Uveitis-glaucoma-hyphema (UGH) syndrome was first described by Ellingson in 1977 as a complication from the implantation of the Mark VIII anterior chamber IOL (Surgidev).1 The condition was thought to be caused by mechanical chafing of the iris by the implant. UGH syndrome resolved, on average, by 2 months following removal of the IOL. The explanted lenses showed warpage of the footplates that was thought to have occurred in situ.

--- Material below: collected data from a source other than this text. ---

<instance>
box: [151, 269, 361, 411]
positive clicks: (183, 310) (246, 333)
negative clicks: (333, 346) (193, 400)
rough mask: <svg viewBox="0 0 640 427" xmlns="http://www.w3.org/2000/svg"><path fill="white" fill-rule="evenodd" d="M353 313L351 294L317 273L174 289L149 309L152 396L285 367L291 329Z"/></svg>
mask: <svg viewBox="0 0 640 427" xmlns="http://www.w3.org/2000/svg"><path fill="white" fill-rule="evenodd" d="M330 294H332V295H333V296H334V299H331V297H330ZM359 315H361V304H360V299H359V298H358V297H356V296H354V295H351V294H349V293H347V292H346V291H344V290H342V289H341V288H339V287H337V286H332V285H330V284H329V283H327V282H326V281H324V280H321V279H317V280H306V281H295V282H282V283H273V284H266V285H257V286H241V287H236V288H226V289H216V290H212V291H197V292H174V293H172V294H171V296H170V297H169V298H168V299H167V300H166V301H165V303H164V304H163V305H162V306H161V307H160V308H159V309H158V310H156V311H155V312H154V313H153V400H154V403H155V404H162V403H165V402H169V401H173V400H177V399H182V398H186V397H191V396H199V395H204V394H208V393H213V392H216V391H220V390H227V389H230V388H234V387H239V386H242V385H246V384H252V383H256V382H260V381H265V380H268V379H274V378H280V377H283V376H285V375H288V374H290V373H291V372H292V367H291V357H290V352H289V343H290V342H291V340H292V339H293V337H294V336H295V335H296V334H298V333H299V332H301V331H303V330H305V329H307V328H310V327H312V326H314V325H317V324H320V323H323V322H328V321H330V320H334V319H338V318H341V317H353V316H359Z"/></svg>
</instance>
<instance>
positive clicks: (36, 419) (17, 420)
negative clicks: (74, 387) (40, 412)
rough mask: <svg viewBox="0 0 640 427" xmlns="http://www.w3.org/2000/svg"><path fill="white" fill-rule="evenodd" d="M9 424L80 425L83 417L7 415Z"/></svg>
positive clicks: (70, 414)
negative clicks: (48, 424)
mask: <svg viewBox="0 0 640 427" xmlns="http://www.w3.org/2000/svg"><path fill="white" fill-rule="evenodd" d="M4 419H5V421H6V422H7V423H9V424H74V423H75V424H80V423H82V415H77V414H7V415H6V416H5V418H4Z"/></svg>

Replacement with the same model IOL in these same patients did not cause a recurrence of the syndrome, so the culprit was assumed to be the originally implanted IOL itself. Residual polishing compounds on the IOL, manufacturing defects, sharp edges, and imperfections of the IOL were also implicated.

UGH syndrome was subsequently reported to be caused by a variety of anterior chamber IOLs. The widely held definition of UGH syndrome implies the presence of a classic triad of anterior uveitis, glaucoma, and hyphema. However, in a not-yet-published case series, Iqbal Ike K. Ahmed, MD, FRCSC, and I found the following:

  • Only about 5% of eyes presented with the classic triad;
  • A total of 15% did not have anterior uveitis, glaucoma, or hyphema, but some of them had cystoid macular edema or pain;
  • A delay in diagnosis sometimes resulted in the need for long-term steroid treatment, even after UGH syndrome had resolved; and
  • Increased pigmentation in the angle viewed by gonioscopy was the most common sign of UGH syndrome (found in 68% of cases).

In this issue of GT, we hope to provide diagnostic and management pearls for a condition that can be subtle but is treatable when addressed properly.

1. Ellingson FT. Complications with the Choyce Mark VIII anterior chamber lens implant (uveitis-glaucoma-hyphema). Am Intra-Ocular Implant Soc J. 1977;3:199–201.